At this point, we've got all we need from the example container to start exploring the results in the traceanalysis/tracemadness container. So let's go ahead and navigate over to TraceAnalysis/container-tracemadness. For the most part, this directory is just a simple container derived from traceanalysis/dist and a custom entrypoint. You can build it with:

docker build --tag traceanalysis/tracemadness .

The real magic here is in the entrypoint script. We won't go into too much detail here (because the code is still under active development), but we will cover the high-level stages. Assuming the output from the simple example is mounted into the right location, /appdata, this container will perform the following:

  • Create a new Ghidra project called MyProject and store it in /appdata/project
    • This Ghidra project will contain the contents of /appdata/sysroot
    • This Ghidra project will combine the executable and the libraries into a single program
    • This can take a very long time, so it is recommended that you do not delete the project if you want to explore the same trace again
  • Extract a couple of static graphs from the combined program and store the results in /appdata/static
  • Analyze the trace and store the results in /appdata/analyzed
  • Initialze the database and import all of the dynamic and static data
  • Install the TraceMadness extension and open up Ghidra
    • Only happens if the DISPLAY environment variable is set

With the exception of the database import (and opening Ghidra), each step only occurs if the output directory for that step is not present. This also means that the step is skipped if you have old results from a previous trace in your volume, so make sure you clean out the volume when you don't want to use the results anymore.

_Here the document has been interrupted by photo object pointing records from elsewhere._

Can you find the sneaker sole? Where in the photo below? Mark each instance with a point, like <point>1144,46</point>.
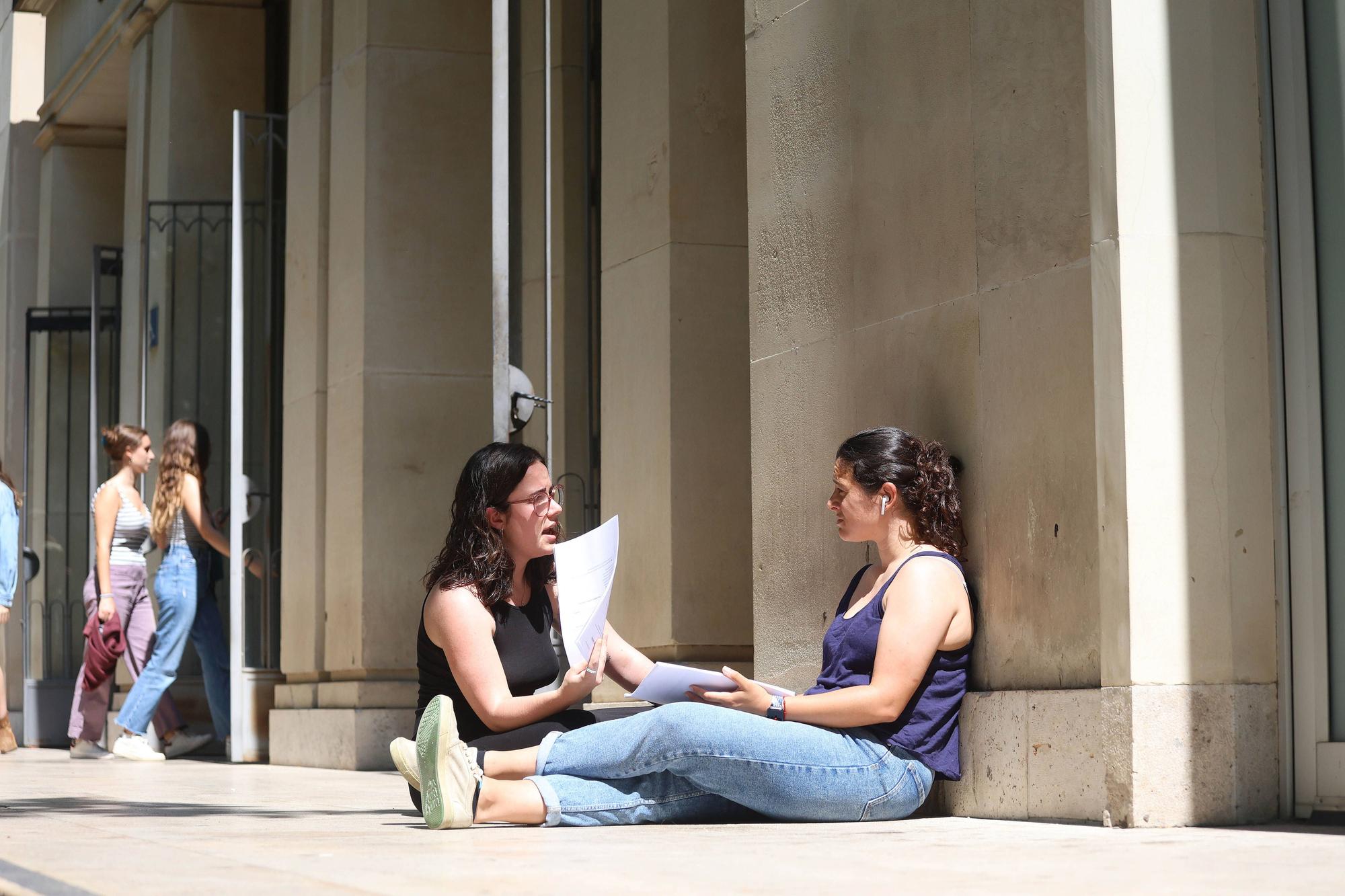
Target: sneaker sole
<point>410,772</point>
<point>436,733</point>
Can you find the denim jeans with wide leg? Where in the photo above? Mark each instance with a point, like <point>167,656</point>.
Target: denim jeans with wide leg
<point>186,610</point>
<point>692,762</point>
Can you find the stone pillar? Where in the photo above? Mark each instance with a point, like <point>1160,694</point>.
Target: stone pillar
<point>303,604</point>
<point>1183,413</point>
<point>676,417</point>
<point>408,370</point>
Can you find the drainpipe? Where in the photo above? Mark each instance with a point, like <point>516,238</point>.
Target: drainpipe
<point>500,221</point>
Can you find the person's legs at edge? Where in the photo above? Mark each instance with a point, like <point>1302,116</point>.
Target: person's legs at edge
<point>177,589</point>
<point>208,635</point>
<point>658,766</point>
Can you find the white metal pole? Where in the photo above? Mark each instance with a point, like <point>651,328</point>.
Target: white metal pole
<point>93,401</point>
<point>237,489</point>
<point>547,237</point>
<point>500,221</point>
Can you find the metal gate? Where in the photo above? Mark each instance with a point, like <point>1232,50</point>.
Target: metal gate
<point>71,388</point>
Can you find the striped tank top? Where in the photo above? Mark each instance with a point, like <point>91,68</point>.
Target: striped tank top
<point>131,529</point>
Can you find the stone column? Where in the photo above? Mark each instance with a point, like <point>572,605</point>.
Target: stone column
<point>676,416</point>
<point>408,370</point>
<point>303,603</point>
<point>1183,413</point>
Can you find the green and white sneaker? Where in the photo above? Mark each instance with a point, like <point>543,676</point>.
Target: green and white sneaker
<point>404,756</point>
<point>449,771</point>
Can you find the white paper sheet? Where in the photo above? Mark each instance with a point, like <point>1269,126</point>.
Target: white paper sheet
<point>669,682</point>
<point>584,572</point>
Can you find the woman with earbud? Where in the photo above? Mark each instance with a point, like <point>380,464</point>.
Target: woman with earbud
<point>863,744</point>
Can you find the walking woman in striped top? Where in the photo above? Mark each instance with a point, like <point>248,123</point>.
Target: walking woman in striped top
<point>182,526</point>
<point>118,585</point>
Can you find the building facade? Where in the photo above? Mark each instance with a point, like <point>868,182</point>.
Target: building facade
<point>1079,243</point>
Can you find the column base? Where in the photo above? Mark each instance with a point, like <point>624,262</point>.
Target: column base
<point>348,739</point>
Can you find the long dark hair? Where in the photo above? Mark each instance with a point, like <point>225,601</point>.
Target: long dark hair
<point>186,451</point>
<point>925,474</point>
<point>474,552</point>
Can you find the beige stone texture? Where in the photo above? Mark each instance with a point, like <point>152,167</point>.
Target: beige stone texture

As mentioned, in order to open up Ghidra, you need to have a valid DISPLAY variable set in the container. How you forward graphics into your container is a bit environment-specific, but if you are running the container from the same machine that is running your display server (specifically X11), this should be as simple as adding -v /tmp/.X11-unix:/tmp/.X11-unix -e DISPLAY=$DISPLAY to your docker run command. If you are ssh'd into a remote headless server that is running the container, you will have to find a way to forward an X11 session into the container.

When you are ready to roll, run the following command:

docker run --rm -it --volume simple-example-data:/appdata traceanalysis/tracemadness

If you have successfully forwarded your display server into the container, after a rather long analysis period, you should see the Ghidra pop up! Accept the user agreement and open up your project (located at /appdata/project/MyProject.gpr), and explore the trace in Ghidra! An in-depth guide for using TraceMadness is under construction and will (hopefully) be coming soon.